2

I have a question about fasttext (https://fasttext.cc/). I want to download a pre-trained model and use it to retrieve the word vectors from text.

After downloading the pre-trained model (https://fasttext.cc/docs/en/english-vectors.html) I unzipped it and got a .vec file. How do I import this into fasttext?

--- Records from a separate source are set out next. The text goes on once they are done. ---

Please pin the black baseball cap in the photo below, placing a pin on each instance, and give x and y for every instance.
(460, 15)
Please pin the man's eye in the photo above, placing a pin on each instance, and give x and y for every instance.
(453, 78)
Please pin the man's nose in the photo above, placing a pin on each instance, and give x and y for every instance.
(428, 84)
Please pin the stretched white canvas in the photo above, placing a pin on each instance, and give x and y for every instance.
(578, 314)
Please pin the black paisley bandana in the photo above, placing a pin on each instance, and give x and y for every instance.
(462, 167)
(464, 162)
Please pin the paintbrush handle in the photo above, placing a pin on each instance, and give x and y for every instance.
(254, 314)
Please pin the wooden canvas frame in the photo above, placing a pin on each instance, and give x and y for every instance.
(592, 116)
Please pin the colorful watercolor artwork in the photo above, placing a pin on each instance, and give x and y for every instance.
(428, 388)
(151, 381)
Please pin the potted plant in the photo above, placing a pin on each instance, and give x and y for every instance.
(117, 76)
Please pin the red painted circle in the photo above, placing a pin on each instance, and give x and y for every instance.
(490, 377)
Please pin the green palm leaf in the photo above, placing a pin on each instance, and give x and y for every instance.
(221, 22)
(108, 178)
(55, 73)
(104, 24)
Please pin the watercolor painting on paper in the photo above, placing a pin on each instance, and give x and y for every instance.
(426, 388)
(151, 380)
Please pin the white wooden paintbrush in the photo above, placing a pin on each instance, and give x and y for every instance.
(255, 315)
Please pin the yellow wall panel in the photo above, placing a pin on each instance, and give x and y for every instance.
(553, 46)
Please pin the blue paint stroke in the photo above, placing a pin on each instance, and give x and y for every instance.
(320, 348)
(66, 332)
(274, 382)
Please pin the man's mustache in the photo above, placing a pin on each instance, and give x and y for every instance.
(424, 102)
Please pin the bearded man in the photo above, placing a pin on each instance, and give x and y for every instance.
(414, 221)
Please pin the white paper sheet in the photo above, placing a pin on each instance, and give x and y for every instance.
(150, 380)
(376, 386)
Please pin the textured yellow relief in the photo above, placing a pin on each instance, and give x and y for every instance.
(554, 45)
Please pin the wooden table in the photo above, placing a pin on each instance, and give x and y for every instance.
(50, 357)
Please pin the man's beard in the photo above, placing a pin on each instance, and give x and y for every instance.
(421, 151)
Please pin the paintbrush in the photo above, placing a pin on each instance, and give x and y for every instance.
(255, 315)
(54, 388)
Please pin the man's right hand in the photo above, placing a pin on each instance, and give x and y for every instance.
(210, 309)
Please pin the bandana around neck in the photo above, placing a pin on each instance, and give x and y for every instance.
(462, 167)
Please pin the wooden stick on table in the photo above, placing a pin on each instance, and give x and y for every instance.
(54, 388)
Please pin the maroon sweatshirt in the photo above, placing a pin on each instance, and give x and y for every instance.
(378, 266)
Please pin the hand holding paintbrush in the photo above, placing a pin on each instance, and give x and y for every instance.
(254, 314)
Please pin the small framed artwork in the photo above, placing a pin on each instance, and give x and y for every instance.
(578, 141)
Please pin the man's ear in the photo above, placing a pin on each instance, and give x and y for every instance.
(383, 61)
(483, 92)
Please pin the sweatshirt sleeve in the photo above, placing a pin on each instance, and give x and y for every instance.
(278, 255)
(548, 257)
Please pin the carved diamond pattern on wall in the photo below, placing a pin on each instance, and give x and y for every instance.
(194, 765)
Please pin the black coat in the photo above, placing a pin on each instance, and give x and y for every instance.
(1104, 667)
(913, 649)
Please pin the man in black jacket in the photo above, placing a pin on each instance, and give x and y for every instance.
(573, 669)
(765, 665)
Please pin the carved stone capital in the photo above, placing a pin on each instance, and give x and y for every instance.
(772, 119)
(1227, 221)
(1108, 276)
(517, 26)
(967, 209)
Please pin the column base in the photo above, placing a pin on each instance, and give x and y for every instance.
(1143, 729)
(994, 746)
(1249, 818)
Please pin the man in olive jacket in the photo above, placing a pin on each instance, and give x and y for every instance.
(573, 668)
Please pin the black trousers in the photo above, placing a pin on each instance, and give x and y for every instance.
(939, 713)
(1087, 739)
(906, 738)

I've tried to use the mentioned function as follows:

import fasttext
import io

def load_vectors(fname):
    fin = io.open(fname, 'r', encoding='utf-8', newline='\n', errors='ignore')
    n, d = map(int, fin.readline().split())
    data = {}
    for line in fin:
        tokens = line.rstrip().split(' ')
        data[tokens[0]] = map(float, tokens[1:])
    return data

vectors = load_vectors('/Users/username/Downloads/wiki-news-300d-1M.vec')
model = fasttext.load_model(vectors)

However, I can't completely run this code because python crashes. How can I successfully load these pre-trained word vectors?

Thank you for your help.

Hansmagnetron
  • 35
  • 1
  • 1
  • 4

2 Answers2

7

FastText's advantage over word2vec or glove for example is that they use subword information to return vectors for OOV (out-of-vocabulary) words.

So they offer two types of pretrained models : .vec and .bin.

.vec is a dictionary Dict[word, vector], the word vectors are pre-computed for the words in the training vocabulary.

.bin is a binary fasttext model that can be loaded using fasttext.load_model('file.bin') and that can provide word vector for unseen words (OOV), be trained more, etc.

In your case you are loading a .vec file, so vectors is the "final form" of the data. fasttext.load_model expects a .bin file.

If you need more than a python dictionary you can use gensim.models.keyedvector (which handles any word vectors, such as word2vec, glove, etc...).

ygorg
  • 750
  • 3
  • 11
0

I use the following code to load the .vec file in Python 3, where PATH_TO_FASTTEXT is the path to the .vec file.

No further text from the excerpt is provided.